If you ever heard the term online activation, software activation or product activation and wondered what it meant, read the rest of this blog.
Most of us have already been exposed to online activation, most likely when you installed a Microsoft Office product. Microsoft was one of the early adopters of online activation. Due to online activation, Microsoft was able to effectively stop the piracy of its Office product line in the consumer market (it’s a different story for the Enterprise market).
In the early days of licensing, when you purchased a product, you received a license key that enabled you to run the software. The license key was generic, i.e. not tied to a specific computer. This meant that users were able to install your application on any number of computers and reuse the same license key over and over. With the advent of the internet, generic license keys were published on the internet therefore allowing anyone to install your application.
With software activation, when a customer purchases a software product, they receive an activation key. The activation key does not enable the application to run. When the user enters an activation key in the application, the application connects to a license server and sends the activation key along with one or several unique computer identifiers. The license server validates the key and generates a new ID, sometimes called Product ID or Computer Key and sends it back to the application. This Computer Key is used subsequently as the license key that will be validated at application start-up. The Computer Key is bound to the computer identifiers that were sent to the license server. If a user tries to use this Computer Key on another computer, it will fail.

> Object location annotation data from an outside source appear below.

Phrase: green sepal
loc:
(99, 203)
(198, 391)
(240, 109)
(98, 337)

When users have an internet connection, the activation process can be fully automated thus making the user experience seamless and friendly. In some instances, users may not have an internet connection so access to the license server is not possible. In these cases, offline activation is possible. Offline activation is typically done by asking the user to send his activation key along with the computer identifiers (the application should display to the user the computer identifiers) by fax, phone or email. Upon receipt of this information, the vendor generates a Computer Key on the customer’s behalf and sends it back to him. The customer then enters the Computer Key and enables the software to run.
Another aspect to consider when implementing software activation is license transfers. It is quite common that companies will need to uninstall an application from one computer and reinstall it on another. There are 2 general cases to consider:
(a) the original computer is still operational or
(b) the original computer is not operational.
When the computer where the software was initially installed is still functional, the recommended approach is to automatically de-activate (release) the activated license when the software is uninstalled. Therefore, the setup program that uninstalls the application should automatically connect to the license server and release the license that was activated. This allows the user to simply install the application on another system and activate it. If the original system where the software was installed is not functional, then there are two choices: either the vendor allows the customer to de-activate the original license by providing them with such an option in the application or the customer will need to contact the vendor to request a license transfer. The choice here clearly depends on the type of customer and the type of product you are selling.
Product activation is an effective way to prevent software piracy. It is used by many software companies today and has become the standard way for protecting the intellectual property of the vendor.